Chat GPT : des étudiants soupçonnés d'avoir utilisé l'intelligence artificielle pour rédiger un devoir

La moitié des copies corrigées avaient été rédigées par l'agent conversationnel ChatGPT (Photo : Getty Images/iStockphoto) (Getty Images/iStockphoto)

Un enseignant en handicapologie de l'Université de Lyon a constaté de curieuses similitudes en corrigeant les copies de ses étudiants en Master. Et pour cause...

Une nouvelle forme de triche apparemment de plus en plus répandue. Un professeur en handicapologie du nom de Stéphane Bonvallet, exerçant dans une université lyonnaise, s'est récemment retrouvé face à un cas de figure pour le moins déstabilisant au moment de corriger les devoirs à la maison rendus par ses étudiants en Master sur le thème "les grands traits de l’approche médicale du handicap en Europe".

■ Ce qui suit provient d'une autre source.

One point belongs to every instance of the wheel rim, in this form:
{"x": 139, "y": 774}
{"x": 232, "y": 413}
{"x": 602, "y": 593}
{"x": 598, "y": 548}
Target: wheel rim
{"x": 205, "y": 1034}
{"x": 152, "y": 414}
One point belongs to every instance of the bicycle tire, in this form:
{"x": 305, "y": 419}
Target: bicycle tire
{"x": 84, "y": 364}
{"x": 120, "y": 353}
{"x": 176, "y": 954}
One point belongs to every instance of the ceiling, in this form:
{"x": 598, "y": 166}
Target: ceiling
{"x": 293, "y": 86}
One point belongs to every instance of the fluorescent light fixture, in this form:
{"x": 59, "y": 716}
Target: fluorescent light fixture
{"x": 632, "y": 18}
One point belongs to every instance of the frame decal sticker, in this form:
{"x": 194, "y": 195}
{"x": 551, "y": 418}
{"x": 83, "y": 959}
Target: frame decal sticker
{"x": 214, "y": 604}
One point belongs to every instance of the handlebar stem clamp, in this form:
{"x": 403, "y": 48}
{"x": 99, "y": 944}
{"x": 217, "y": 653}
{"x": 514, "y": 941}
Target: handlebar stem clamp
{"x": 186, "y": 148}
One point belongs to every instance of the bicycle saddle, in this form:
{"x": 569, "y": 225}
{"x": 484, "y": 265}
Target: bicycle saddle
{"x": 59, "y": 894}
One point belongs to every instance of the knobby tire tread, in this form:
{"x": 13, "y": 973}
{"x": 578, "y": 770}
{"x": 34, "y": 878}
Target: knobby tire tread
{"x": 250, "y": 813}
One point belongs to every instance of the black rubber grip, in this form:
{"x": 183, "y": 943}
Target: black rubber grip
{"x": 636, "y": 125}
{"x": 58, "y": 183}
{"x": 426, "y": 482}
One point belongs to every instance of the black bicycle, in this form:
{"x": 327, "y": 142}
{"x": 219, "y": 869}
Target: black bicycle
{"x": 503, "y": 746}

Comme le rapporte BFMTV, qui s'appuie sur des informations du Progrès, l'enseignant a ainsi remarqué "une construction identique, des arguments se ressemblant, mais sans jamais tourner au plagiat" dans la moitié des copies. Interloqué, il a cherché à comprendre l'origine de ces similitudes en interrogeant l'une de ses élèves. Celle-ci lui a alors avoué que les étudiants concernés avaient eu recours au même outil pour rédiger le devoir.

Faute de précédent, l'enseignant contraint de noter les copies

Plus précisément, la jeune femme a expliqué que 7 des 14 élèves de cette classe de Master avaient utilisé l'application Chat GPT, prototype d'agent conversationnel particulièrement en vogue en ce moment. Les étudiants en question s'étaient contentés de recopier ce qu'avait répondu l'intelligence artificielle en réponse à des questions reprenant l'intitulé du sujet.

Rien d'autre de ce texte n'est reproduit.